Lenormand looks at the two men. Indeed, the reek of death is close about Wolfe Tone, though his eyes gleam bright with the vision of the future he wishes so hard for. Should she tell him of his death less than a year from now? She has told men of their deaths many times before. Will she warn Wolfe Tone that his comrade Humbert will abandon him at his hour of need? She has predicted the fortunes of enough radicals – Robespierre, Marat and Saint-Just among them – to know that such men do not last long in their world of changing allegiances. Besides, Marie Antoinette has lit a fire in her heart now. Let Wolfe Tone be blissful in his ignorance, for he will never turn from his fate, even if she warns him, and she needs to get to Ireland. As Wolfe Tone the Irishman will be betrayed by Humbert the Frenchman, so she, a Frenchwoman, was betrayed by de Luna, an Irishwoman. This, then, is why she felt such dread before the men arrived. Her peace is about to be disrupted, and yet again because of her: Mademoiselle de Luna. Of course, she was behind the disappearance of the true King of France.

Hatred surges through Lenormand, and she realises that her desire for revenge is greater than her need for peace.

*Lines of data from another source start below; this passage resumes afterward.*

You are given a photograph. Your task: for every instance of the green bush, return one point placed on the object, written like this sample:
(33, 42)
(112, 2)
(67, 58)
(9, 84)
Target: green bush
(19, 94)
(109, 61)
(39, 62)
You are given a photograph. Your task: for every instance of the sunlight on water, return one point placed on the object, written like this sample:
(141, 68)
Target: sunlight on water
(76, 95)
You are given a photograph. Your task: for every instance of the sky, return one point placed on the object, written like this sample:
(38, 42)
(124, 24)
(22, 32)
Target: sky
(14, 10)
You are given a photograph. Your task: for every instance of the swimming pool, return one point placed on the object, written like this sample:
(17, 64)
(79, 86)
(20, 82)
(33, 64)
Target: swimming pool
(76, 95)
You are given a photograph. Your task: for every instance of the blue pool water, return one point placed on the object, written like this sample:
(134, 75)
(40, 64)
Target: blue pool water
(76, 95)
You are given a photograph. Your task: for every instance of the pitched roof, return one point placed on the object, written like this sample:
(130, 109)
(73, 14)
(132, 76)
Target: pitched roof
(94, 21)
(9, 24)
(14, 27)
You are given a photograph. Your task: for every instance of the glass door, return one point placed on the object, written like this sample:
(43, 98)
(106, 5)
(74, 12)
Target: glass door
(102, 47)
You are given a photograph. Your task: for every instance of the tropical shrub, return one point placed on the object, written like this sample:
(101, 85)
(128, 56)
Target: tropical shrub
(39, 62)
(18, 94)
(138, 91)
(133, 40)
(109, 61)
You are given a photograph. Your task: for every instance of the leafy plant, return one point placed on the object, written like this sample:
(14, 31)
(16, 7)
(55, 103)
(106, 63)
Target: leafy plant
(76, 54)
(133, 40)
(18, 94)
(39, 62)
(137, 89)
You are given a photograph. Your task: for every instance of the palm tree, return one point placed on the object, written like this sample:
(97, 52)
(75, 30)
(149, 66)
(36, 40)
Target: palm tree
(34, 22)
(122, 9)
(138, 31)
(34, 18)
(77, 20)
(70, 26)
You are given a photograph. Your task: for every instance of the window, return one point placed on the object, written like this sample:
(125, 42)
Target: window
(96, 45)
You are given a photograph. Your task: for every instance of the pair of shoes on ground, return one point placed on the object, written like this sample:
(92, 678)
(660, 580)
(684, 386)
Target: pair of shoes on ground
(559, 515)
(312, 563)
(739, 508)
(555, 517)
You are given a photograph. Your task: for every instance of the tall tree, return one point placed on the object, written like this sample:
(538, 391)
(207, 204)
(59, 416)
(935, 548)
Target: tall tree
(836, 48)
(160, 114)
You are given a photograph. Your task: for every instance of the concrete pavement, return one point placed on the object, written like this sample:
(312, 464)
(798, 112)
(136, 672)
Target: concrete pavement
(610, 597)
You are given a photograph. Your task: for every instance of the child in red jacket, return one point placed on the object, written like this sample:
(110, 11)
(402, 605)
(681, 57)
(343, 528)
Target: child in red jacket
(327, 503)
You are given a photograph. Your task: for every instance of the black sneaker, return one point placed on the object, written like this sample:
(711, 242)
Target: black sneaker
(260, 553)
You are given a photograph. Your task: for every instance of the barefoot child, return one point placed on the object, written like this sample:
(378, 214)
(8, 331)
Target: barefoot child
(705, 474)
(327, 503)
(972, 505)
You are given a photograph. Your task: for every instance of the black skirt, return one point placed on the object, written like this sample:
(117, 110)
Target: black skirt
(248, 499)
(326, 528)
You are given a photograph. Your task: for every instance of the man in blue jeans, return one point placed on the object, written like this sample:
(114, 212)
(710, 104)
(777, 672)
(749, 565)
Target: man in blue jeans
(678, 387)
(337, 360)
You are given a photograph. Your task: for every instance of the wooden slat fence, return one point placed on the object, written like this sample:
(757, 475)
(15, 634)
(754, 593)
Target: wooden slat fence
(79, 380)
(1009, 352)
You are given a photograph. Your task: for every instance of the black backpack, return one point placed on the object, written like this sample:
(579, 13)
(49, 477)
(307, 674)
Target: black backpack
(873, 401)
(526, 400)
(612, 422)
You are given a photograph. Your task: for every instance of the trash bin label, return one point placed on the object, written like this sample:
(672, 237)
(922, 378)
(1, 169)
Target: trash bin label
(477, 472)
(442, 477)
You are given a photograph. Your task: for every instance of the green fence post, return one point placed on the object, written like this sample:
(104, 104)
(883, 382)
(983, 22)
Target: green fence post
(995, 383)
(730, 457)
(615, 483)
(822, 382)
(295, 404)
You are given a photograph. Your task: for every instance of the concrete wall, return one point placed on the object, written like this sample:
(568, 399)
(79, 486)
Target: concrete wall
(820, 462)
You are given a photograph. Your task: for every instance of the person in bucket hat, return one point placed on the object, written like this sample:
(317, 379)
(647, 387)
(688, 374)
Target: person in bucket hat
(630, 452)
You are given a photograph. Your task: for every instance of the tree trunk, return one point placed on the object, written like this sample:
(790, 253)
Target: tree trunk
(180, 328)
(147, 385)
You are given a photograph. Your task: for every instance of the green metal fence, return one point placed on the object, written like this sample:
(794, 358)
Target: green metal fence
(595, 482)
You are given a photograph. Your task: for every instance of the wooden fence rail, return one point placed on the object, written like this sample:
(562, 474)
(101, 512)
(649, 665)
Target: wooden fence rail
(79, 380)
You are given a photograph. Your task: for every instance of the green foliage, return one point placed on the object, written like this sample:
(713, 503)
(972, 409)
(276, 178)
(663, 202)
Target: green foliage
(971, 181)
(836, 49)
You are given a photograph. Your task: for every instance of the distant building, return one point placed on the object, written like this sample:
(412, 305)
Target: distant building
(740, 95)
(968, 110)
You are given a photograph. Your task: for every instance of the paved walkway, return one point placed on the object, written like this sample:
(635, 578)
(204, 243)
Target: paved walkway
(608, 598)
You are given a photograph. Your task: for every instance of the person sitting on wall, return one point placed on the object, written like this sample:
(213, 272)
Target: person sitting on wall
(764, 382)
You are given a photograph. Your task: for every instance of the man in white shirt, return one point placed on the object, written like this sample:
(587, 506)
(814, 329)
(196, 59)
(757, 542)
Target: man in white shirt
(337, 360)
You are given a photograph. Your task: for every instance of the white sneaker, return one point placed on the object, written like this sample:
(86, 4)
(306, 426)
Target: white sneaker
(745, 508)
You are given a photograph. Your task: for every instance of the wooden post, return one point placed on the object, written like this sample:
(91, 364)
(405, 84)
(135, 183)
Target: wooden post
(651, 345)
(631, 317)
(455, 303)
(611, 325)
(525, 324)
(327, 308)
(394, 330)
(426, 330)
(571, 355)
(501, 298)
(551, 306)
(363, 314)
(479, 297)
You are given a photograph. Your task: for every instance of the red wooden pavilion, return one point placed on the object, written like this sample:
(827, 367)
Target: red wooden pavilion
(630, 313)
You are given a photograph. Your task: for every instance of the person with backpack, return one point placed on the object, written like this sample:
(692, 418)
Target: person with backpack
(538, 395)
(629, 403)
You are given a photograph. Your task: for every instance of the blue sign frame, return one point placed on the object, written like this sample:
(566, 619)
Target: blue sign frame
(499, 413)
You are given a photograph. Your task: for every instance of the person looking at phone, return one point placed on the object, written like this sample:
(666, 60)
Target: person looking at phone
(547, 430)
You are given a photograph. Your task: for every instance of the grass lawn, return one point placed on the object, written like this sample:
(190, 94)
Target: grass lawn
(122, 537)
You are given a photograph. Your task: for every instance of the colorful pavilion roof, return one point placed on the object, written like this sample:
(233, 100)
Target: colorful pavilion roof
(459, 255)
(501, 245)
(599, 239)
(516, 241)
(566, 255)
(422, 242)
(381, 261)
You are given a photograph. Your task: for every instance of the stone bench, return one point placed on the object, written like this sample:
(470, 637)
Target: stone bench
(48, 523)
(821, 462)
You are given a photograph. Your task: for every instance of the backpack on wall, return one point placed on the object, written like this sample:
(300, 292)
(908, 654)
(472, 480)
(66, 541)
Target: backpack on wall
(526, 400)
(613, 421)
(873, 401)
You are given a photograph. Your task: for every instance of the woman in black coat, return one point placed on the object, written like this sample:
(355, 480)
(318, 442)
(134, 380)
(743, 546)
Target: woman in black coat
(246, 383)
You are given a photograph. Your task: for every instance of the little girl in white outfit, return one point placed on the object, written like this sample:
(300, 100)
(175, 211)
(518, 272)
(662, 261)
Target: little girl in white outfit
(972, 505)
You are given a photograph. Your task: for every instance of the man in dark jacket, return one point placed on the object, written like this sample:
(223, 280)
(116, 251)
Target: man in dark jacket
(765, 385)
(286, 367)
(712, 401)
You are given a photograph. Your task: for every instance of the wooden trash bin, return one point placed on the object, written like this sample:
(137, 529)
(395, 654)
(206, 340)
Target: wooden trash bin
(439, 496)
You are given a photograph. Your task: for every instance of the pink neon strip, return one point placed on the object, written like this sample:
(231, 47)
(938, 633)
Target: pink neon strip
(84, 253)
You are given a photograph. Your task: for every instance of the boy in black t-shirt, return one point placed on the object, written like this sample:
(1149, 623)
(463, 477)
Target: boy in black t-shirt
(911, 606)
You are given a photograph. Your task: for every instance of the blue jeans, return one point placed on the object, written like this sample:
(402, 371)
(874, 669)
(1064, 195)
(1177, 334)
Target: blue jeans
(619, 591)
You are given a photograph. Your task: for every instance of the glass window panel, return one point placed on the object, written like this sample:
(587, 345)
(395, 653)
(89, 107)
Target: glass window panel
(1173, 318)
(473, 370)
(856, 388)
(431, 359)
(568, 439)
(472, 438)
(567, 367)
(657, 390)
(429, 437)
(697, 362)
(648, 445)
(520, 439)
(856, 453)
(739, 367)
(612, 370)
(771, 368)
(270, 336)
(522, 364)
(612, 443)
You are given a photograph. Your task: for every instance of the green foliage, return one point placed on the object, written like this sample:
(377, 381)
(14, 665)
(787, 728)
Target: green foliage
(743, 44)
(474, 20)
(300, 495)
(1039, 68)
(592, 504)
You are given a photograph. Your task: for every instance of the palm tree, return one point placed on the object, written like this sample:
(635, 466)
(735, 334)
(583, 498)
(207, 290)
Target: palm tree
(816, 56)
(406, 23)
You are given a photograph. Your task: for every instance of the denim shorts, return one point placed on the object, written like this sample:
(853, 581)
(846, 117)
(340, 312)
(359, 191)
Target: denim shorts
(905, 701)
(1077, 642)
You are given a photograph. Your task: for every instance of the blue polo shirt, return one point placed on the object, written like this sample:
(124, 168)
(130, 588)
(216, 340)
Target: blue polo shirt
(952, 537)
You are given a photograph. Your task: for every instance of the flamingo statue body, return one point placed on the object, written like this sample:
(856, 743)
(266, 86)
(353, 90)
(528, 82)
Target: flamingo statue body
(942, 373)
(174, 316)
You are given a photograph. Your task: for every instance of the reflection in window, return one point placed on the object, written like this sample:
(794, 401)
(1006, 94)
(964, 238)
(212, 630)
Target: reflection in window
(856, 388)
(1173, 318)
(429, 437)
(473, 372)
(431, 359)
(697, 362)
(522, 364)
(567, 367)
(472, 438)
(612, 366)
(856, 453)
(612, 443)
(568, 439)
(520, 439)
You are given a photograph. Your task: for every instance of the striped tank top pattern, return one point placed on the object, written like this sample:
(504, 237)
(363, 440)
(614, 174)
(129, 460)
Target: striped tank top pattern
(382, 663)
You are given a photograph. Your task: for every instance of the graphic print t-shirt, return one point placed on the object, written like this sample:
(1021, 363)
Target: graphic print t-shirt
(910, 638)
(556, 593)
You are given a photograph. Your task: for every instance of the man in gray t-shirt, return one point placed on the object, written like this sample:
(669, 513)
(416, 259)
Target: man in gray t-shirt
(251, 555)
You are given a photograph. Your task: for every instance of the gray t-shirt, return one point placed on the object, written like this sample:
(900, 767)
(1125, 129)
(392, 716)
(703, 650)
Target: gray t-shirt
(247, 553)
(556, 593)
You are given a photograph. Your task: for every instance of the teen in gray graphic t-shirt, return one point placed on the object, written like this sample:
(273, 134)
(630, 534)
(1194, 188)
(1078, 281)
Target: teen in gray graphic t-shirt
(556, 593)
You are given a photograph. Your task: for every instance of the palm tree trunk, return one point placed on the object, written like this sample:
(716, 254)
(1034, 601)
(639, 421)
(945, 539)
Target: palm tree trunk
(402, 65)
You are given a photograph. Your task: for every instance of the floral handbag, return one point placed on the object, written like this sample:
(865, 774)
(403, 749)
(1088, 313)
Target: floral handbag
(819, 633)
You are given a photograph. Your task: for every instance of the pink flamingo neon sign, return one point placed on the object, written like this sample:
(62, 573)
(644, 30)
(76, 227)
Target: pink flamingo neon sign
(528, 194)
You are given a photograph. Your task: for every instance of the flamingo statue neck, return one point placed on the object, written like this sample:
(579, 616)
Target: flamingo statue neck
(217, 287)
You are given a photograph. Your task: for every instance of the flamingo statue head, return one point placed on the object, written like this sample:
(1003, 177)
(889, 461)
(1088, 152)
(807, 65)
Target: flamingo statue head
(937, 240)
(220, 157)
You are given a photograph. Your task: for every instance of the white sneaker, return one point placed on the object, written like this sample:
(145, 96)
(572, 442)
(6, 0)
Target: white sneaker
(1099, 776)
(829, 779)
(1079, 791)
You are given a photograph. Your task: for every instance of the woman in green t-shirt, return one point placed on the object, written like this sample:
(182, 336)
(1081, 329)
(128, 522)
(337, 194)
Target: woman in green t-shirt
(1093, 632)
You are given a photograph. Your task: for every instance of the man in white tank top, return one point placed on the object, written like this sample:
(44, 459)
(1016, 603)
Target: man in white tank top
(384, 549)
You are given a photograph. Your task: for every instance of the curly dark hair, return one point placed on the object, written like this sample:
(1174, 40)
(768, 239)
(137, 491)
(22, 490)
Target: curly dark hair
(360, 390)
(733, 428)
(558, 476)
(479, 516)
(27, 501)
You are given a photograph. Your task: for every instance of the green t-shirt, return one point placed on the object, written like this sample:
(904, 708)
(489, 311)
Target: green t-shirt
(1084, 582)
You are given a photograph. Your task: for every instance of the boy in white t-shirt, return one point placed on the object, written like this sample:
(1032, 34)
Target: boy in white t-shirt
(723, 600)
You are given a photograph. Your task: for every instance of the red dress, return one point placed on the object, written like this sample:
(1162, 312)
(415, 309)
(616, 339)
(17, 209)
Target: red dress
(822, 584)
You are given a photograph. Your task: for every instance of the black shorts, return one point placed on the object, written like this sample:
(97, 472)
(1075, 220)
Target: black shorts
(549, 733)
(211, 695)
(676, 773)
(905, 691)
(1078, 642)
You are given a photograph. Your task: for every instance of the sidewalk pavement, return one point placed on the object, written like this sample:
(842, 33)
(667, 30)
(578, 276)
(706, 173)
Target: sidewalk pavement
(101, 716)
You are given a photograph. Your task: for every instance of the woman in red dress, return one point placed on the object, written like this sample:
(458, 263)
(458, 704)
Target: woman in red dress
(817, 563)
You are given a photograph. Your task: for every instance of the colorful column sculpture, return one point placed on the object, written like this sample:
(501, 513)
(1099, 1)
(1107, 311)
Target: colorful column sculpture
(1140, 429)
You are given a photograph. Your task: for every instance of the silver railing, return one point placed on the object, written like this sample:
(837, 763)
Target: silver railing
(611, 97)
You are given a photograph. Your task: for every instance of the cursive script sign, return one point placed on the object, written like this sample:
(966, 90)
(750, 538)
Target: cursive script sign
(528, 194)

Humbert coughs, and she looks up at him. He is surveying her face, and she finds his expression pleasing. He doubts the truth in the cards, for he is a pragmatist. He does not trust her. This is a quality she admires. Most importantly, she doesn’t see the hand of death upon his shoulder. This is the man who will help her.

‘Strike now,’ she tells the two men. ‘Ireland must be saved.’

Wolfe Tone’s chest puffs with satisfaction. ‘It is as I told you, Humbert. The United Irishmen are rising up in a great rebellion. Are you with me?’

The Frenchman nods, although he chews his lip in thought. Lenormand wonders how she will persuade this man to take her in his warship across the ocean to Ireland – a country she heard so much about from the lips of her old fortune-telling partner, the place de Luna loved above all people, as she ultimately proved so terribly. There on that little green rock, the future King of France is hidden. She will do as her Queen bids her and bring the boy back home. Lenormand has always known there will be another King of France.

Conviction blazes through her, and she presses her hands together to stop them from shaking. She will find the boy, and together they will right the wrongs done to the Queen. But more than that, she will find out what happened to de Luna, and if she is not dead already, Lenormand will make certain her life does not last long.